Existen igualmente resoluciones que no lo califican, como las SSTS de 6 de septiembre de 2.006 y 30 de mayo de 2.008 o eluden hacerlo como la STS de 8 de octubre de 2.012 : 'aunque se aceptara que el plazo de cuatro años establecido en dicho artículo es de prescripción, como consideran muchas sentencias de esta Sala (SSTS 1de febrero de 2.002 , 27 de febrero de 1.997 , 27 de marzo de 1.987 y 28 de octubre de 1.974 entre otras), y no de caducidad'.
Realizada tal precisión, es necesario tener en cuenta que el art. 1301 del CC , hay que conjugarlo con el art. 1969 del referido texto legal , que fija el inicio del plazo o 'dies a quo' para el ejercicio temporáneo de la acción de anulabilidad por vicios del consentimiento en el momento en que el sujeto puede reaccionar contra el mismo (ver art.
1301 III para la violencia o intimidación 'desde el día en que éstas hubieran cesado', o 1301 IV 'desde que saliera de tutela'), o le sea cognoscible la causa de anulabilidad (art. 1301 último párrafo 'hubiese tenido conocimiento suficiente'), o se presume le sea cognoscible (art. 1301 IV 'desde la consumación del contrato'), según un criterio de normalidad.
Así se ha expresado la Sala 1ª de nuestro más Alto Tribunal en la sentencia 769/2014, de 12 de enero de 2.015 , la cual, interpretando el art. 1301 del CC , conforme a «la realidad social del tiempo en que [las normas] han de ser aplicadas atendiendo fundamentalmente al espíritu y finalidad de aquéllas», tal como establece el art. 3 del Código Civil , señala:
'La redacción original del artículo 1301 del Código Civil , que data del año 1881, solo fue modificada en 1.975 para suprimir la referencia a los «contratos hechos por mujer casada, sin licencia o autorización competente», quedando inalterado el resto del precepto, y, en concreto, la consumación del contrato como momento inicial del plazo de ejercicio de la acción.

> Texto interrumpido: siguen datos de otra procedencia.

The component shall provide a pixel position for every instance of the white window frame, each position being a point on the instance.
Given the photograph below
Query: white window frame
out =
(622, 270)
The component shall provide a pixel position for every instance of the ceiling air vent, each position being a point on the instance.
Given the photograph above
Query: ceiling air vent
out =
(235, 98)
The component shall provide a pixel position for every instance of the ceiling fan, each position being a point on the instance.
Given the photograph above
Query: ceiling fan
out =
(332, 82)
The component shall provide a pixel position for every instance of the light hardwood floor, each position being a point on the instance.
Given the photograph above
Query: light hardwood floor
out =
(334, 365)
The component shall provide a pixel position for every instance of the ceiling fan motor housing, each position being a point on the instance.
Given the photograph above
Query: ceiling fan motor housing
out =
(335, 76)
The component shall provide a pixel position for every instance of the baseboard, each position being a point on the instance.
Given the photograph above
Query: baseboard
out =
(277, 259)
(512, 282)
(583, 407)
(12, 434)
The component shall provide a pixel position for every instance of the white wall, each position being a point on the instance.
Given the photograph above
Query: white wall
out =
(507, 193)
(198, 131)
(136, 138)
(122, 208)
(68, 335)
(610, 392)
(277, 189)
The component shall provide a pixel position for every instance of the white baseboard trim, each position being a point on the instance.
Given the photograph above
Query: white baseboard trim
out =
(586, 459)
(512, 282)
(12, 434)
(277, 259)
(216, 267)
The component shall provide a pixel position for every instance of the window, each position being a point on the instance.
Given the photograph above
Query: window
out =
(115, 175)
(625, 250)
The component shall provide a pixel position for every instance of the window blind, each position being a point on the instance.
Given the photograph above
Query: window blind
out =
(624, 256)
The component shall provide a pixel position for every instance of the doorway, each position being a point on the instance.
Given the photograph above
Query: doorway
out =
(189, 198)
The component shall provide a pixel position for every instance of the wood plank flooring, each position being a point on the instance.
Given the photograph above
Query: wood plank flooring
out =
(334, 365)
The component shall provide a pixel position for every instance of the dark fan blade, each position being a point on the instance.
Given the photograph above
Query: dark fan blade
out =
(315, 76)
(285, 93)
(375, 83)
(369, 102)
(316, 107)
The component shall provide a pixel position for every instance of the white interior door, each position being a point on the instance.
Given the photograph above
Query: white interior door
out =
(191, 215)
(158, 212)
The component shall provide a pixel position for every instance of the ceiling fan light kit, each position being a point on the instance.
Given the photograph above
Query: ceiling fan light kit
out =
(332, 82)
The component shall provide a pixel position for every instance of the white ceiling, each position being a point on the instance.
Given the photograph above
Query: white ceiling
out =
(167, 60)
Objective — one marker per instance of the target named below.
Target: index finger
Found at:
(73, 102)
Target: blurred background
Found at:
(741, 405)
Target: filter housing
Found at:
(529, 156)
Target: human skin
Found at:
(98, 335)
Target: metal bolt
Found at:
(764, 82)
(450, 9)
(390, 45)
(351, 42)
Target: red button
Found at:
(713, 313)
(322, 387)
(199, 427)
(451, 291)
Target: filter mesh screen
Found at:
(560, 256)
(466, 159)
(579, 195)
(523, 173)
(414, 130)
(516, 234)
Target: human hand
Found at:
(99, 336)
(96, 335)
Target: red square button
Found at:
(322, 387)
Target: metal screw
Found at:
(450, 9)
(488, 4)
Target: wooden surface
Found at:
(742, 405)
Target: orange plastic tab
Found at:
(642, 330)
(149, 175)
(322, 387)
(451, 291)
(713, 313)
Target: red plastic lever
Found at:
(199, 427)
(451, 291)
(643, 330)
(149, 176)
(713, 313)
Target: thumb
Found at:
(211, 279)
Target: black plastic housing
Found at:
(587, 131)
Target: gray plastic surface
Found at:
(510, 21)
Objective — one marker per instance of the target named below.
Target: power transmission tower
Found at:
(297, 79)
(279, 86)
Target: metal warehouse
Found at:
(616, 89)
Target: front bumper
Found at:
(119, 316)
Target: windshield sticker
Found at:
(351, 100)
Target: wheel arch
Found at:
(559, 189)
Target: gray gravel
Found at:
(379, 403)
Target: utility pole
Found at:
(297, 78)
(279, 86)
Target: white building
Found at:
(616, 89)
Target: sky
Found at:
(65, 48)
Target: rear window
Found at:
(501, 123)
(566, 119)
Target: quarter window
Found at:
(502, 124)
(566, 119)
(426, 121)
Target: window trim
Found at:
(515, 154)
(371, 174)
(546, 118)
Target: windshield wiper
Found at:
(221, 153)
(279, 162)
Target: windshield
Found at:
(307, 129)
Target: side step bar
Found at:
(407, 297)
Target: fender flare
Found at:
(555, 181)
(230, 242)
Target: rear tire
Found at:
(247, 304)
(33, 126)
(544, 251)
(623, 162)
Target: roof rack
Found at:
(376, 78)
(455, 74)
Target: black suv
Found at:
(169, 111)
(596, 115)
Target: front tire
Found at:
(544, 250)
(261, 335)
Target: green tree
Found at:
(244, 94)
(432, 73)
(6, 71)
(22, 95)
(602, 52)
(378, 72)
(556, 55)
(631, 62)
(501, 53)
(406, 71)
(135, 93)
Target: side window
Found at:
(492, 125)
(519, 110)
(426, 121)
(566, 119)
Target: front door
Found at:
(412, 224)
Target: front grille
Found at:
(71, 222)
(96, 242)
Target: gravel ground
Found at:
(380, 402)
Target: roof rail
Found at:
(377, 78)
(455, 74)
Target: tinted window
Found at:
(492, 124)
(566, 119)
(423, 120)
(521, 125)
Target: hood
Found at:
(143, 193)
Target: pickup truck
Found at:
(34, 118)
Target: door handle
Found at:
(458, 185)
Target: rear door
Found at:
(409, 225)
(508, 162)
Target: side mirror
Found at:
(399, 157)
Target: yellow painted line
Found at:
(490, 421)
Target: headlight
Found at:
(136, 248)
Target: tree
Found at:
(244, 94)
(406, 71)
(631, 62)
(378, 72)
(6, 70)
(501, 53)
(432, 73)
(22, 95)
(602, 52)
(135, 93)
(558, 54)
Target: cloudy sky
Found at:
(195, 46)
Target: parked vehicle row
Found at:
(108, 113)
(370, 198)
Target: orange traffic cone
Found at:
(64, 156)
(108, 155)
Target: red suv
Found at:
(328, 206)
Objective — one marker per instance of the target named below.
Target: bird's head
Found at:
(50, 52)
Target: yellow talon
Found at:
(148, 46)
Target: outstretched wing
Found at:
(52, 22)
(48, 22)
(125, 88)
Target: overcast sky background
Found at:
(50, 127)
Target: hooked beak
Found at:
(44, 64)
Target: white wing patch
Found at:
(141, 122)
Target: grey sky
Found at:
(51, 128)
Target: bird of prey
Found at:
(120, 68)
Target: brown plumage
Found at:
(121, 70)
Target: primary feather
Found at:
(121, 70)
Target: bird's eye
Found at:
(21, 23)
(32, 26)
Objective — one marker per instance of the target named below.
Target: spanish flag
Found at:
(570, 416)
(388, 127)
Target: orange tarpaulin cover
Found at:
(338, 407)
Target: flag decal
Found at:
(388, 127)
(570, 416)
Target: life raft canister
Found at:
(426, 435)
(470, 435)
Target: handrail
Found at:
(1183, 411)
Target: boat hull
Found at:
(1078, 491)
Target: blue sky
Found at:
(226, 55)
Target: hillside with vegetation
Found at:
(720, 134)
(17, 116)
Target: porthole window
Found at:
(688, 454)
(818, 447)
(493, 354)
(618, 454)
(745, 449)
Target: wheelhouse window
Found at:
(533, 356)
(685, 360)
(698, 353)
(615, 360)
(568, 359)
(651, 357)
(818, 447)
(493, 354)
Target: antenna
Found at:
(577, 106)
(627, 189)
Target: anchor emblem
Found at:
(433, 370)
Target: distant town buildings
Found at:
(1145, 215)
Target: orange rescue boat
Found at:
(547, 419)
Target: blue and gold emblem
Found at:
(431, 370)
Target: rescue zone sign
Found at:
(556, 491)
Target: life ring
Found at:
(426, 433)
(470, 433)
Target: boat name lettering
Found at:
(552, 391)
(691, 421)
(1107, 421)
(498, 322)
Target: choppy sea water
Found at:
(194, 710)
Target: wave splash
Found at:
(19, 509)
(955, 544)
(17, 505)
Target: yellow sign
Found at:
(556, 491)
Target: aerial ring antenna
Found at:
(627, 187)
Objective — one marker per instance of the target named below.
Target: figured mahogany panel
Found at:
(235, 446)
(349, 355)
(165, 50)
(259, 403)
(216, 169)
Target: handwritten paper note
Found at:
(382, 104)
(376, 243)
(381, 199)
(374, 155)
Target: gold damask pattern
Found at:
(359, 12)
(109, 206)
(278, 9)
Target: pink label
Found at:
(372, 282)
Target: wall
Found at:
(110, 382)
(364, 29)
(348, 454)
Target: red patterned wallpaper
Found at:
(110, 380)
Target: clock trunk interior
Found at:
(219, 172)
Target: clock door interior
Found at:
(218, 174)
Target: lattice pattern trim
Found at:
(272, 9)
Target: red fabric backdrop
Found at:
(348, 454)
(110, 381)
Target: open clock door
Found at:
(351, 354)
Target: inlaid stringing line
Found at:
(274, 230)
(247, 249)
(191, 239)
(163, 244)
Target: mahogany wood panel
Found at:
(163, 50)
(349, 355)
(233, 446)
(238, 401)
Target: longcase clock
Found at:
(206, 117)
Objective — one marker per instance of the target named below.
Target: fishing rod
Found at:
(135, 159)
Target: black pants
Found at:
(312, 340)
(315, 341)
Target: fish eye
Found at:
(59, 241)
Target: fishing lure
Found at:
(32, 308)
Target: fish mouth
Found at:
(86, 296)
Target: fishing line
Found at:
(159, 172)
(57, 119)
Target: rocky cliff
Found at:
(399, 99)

La diferencia de complejidad entre las relaciones contractuales en las que a finales del siglo XIX podía producirse con más facilidad el error en el consentimiento, y los contratos bancarios, financieros y de inversión actual, es considerable. Por ello, en casos como el que es objeto del recurso no puede interpretarse la 'consumación del contrato' como si de un negocio jurídico simple se tratara. En la fecha en que el art. 1301 del Código Civil fue redactado, la escasa complejidad que, por lo general, caracterizaba los contratos permitía que el contratante aquejado del vicio del consentimiento, con un mínimo de diligencia, pudiera conocer el error padecido en un momento más temprano del desarrollo de la relación contractual. Pero en el espíritu y la finalidad de la norma se encontraba el cumplimiento del tradicional requisito de la 'actio nata', conforme al cual el cómputo del plazo de ejercicio de la acción, salvo expresa disposición que establezca lo contrario, no puede empezar a computarse al menos hasta que se tiene o puede tenerse cabal y completo conocimiento de la causa que justifica el ejercicio de la acción. Tal principio se halla recogido actualmente en los principios de Derecho europeo de los contratos (art. 4:113).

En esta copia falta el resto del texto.